How a credit score helps you get paid

Posted by XO Accounting on Aug 19, 2019 10:13:00 AM

In Australia, the number of insolvencies continues to rise every year. The causes most frequently cited include issues with cash flow, poor strategic management and trading loss. For each of these, there would have been warning signs for the business in the lead up to the failure. That is, if you knew where to look and utilise a credit (1)

Credit scores: powering better business decisions

For many years, banks have used credit scores to form the base for decisions regarding credit and lending. However, the information can be in your hands too. A credit score allows you valuable insight in your customer's business. Not only this, but it can alert you to certain warnings or areas of concern. A business credit score can also be used to improve your access to credit and grow your business.

Typically, a commercial credit score ranges from -200 up to about 1200. Generally, the higher your credit score, the better it looks to a lender.


How to calculate a commercial credit score

A commercial credit score is calculated based on the information held on the business credit file at a specific time.

Your credit report contains information from many sources. It takes into account commercial credit defaults and other debts and public record information. Additionally it includes court judgements, writs, directorship details, proprietorship details and invoice payment history.

Predictive modeling and advanced technology find patterns in the data. A complex algorithm developed by Equifax’s (formerly Veda) scoring team filters this data. This algorithm determines the likelihood a business/company will record an adverse event on their credit file within the next year. A score of 200 represents a 50% chance the entity will experience an adverse event.

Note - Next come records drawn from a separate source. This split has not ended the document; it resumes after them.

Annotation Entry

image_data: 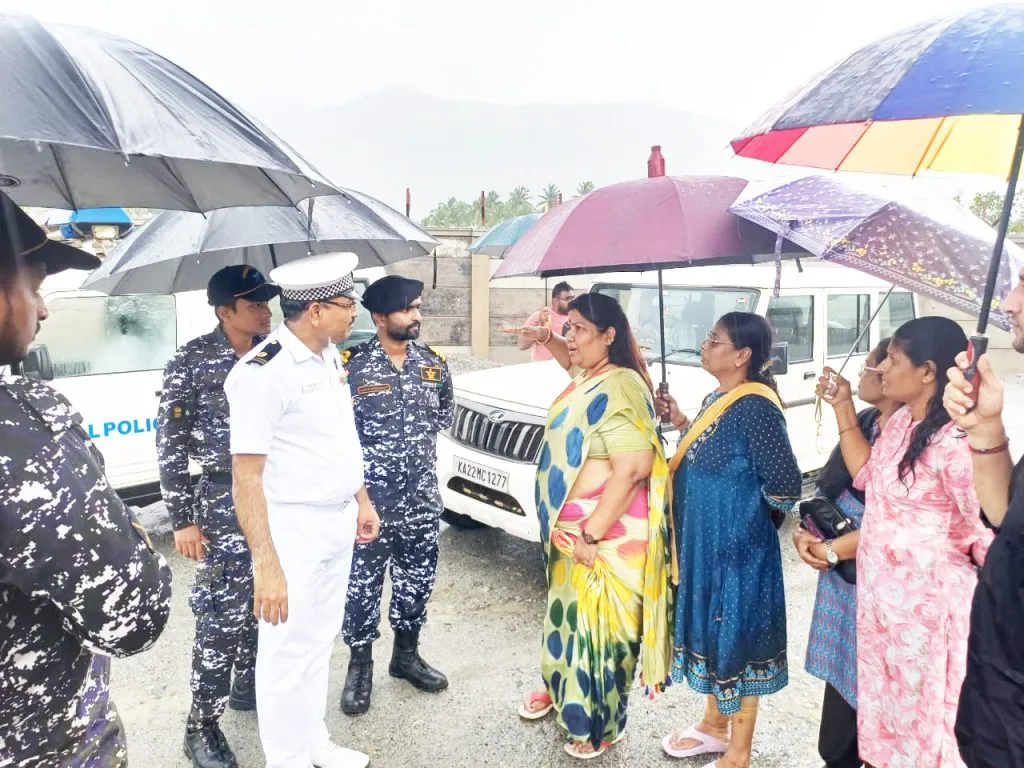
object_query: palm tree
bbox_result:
[509,186,529,208]
[540,184,562,211]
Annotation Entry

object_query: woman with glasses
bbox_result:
[793,339,900,768]
[511,293,672,760]
[819,317,992,768]
[657,312,801,768]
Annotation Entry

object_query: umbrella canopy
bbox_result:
[83,189,438,295]
[0,13,336,211]
[729,176,1024,329]
[469,213,543,258]
[732,3,1024,178]
[495,176,797,278]
[732,3,1024,348]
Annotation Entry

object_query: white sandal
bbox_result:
[662,728,729,765]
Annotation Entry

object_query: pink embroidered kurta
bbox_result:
[855,408,992,768]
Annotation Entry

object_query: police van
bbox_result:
[437,259,918,541]
[23,267,385,504]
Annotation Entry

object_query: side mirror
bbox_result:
[771,341,790,376]
[22,344,53,381]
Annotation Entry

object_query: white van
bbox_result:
[437,259,916,541]
[23,267,384,504]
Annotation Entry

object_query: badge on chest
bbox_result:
[355,384,391,395]
[420,366,441,387]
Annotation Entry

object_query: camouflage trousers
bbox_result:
[188,478,257,728]
[342,502,440,646]
[17,651,128,768]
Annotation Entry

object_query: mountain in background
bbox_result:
[257,87,741,220]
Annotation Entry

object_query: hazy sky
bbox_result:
[8,0,985,127]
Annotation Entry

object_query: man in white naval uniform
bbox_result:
[224,253,380,768]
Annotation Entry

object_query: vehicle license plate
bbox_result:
[455,456,509,492]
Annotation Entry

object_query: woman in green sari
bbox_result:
[509,294,673,759]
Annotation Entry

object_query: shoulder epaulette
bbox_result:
[246,341,281,366]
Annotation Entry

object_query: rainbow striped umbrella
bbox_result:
[732,3,1024,355]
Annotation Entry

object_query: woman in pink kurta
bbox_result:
[819,317,992,768]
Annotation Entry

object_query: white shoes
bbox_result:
[309,741,370,768]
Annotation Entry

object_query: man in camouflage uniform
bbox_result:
[341,275,455,715]
[157,265,281,768]
[0,195,171,768]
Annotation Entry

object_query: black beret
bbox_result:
[362,274,423,314]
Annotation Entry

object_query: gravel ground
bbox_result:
[113,518,821,768]
[113,355,1024,768]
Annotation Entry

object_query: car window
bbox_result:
[36,295,177,379]
[825,294,871,357]
[593,285,759,366]
[766,296,814,364]
[879,291,916,339]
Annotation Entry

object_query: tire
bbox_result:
[441,509,484,530]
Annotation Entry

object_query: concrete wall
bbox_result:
[399,227,547,362]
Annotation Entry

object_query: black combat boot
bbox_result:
[227,677,256,712]
[341,643,374,715]
[388,630,447,693]
[184,723,239,768]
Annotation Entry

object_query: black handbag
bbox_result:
[800,496,857,584]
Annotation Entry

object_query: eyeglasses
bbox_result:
[703,331,735,346]
[317,299,356,312]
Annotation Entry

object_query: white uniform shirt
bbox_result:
[224,324,362,506]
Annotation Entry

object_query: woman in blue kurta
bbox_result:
[793,339,900,768]
[658,312,801,768]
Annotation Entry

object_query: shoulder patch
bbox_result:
[246,341,281,366]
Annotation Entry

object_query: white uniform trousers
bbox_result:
[256,500,358,768]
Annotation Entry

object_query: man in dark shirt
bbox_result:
[943,271,1024,768]
[157,264,281,768]
[0,195,171,768]
[341,274,455,715]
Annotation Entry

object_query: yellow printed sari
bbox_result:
[536,369,674,749]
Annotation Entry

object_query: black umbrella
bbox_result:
[0,13,336,212]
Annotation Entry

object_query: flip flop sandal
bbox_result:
[565,741,608,760]
[662,728,729,758]
[565,731,626,760]
[519,691,555,720]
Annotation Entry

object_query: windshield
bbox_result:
[594,285,758,366]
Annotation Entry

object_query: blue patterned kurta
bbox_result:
[672,392,801,715]
[805,490,864,710]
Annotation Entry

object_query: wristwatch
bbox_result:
[825,539,839,567]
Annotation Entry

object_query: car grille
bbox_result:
[449,403,544,464]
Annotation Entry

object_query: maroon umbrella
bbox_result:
[495,176,799,278]
[495,176,804,391]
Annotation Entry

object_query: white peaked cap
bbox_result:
[270,253,359,301]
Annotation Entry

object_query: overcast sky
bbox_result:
[0,0,985,126]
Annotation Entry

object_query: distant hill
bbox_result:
[257,88,741,220]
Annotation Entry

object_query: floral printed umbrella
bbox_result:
[729,176,1024,330]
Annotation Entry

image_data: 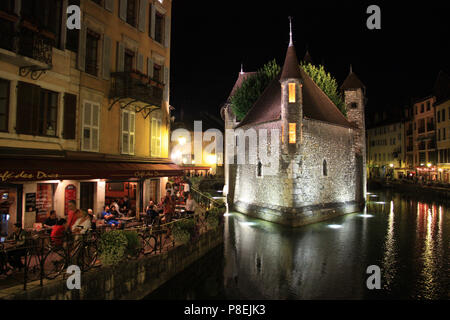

An adverse event on a credit file means something that could negatively impact a company’s ability to repay their debt obligations. There are many examples of adverse events such as a default, going into external administration or bankruptcy. Furthermore having a collections action or any court actions related to outstanding debts are also considered adverse events.


The information used to predict the future

Equifax’s credit reports monitor these patterns of late payment for an in-depth payment history picture of your new customer.

Equifax collects these patterns from a network of over 200 suppliers representing a cross-section of industries. These industries include business-critical services such as telecommunications, utility, transport and food services.

Professionals and businesses tend to prioritise these payments in order to operate. Consequently a late payment among these industries can be a strong indication of financial strain.


How in-depth is the credit score payment-history picture?

Over the last two years, Equifax has collected over 22 million trade references (i.e. financial references against a company). Every month Equifax updates 2.5 million references. This level of detail paints a up-to-date, widespread picture of trends, company habits and payments made outside of set terms.


One score to give you power

Reviewing a business customer’s credit score and credit report helps you avoid being unprepared. If you can foresee signs of financial distress, you can have proper processes in place to keep your business safe.

If a company is indicating a risk of insolvency, that doesn’t necessarily mean other organisations shouldn’t do business with them. It is just important to go into these relationships with their eyes open.

With increasing insolvency statistics, the Equifax business credit score will help you ensure payment terms are still appropriate to safeguard your cash flow.